Beyond the clinic and research labs, there are societal lessons to be learned as well. Published in 1984, a study by CDC (Center for Disease Control) researcher William Darrow and colleagues traced the initial spread of HIV in the US to Gaétan Dugas- a French Canadian air steward. Examination of Dugas’s case provided evidence linking HIV transmission with sexual activity. Researchers labeled Dugas as “Patient O”, as in “Out of California” [5]. This was misinterpreted as “Patient Zero” by the media- a term still used in the context of other epidemics like flu and Ebola. The dark side of this story is that Dugas was demonized in the public domain as the one who brought HIV to the US. As our understanding of the disease and its spread broadened, scientists and historians began to discredit the notion that Dugas played a significant role. However, scientific facts were buried beneath layers of sensationalism and hearsay and the stigma remained.

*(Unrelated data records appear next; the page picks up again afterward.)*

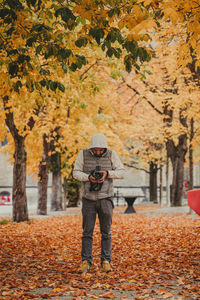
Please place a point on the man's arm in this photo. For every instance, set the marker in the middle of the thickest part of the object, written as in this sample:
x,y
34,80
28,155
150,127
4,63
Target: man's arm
x,y
78,168
118,171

Now, with the new information brought to light by Worobey’s group, Dugas’s name has been cleared. Phylogenetic analysis of Dugas’s strain of HIV was sufficiently different from the ancestral ones, negating the possibility that he initiated the epidemic.
The saga in its entirety highlights the moral dilemma of epidemiological studies and the extent to which the findings should be made public. Biological systems are complicated, and while narrowing down origin of a disease has significance clinical relevance, we often fail to consider collateral damage. The tale of tracking the spread of HIV is a cautionary one; scientific and social efforts should be focused more on resolution and management, rather than on vilifying unsuspecting individuals for “causing” an outbreak.

References:
1. Maartens G, Celum C, Lewin SR. HIV infection: epidemiology, pathogenesis, treatment, and prevention. Lancet. 2014 Jul 19;384(9939):258-71.
2. Worobey M, Watts TD, McKay RA et al., 1970s and 'Patient 0' HIV-1 genomes illuminate early HIV/AIDS history in North America. Nature. 2016 Oct 26. doi: 10.1038/nature19827.
3. Faria NR, Rambaut A et al., HIV epidemiology. The early spread and epidemic ignition of HIV-1 in human populations. Science. 2014 Oct 3;346(6205):56-61.
4. Centers for Disease Control (CDC). Pneumocystis pneumonia--Los Angeles. MMWR Morb Mortal Wkly Rep. 1981 Jun 5;30(21):250-2.
5. McKay RA. “Patient Zero”: The Absence of a Patient’s View of the Early North American AIDS Epidemic. Bull Hist Med. 2014 Spring: 161-194.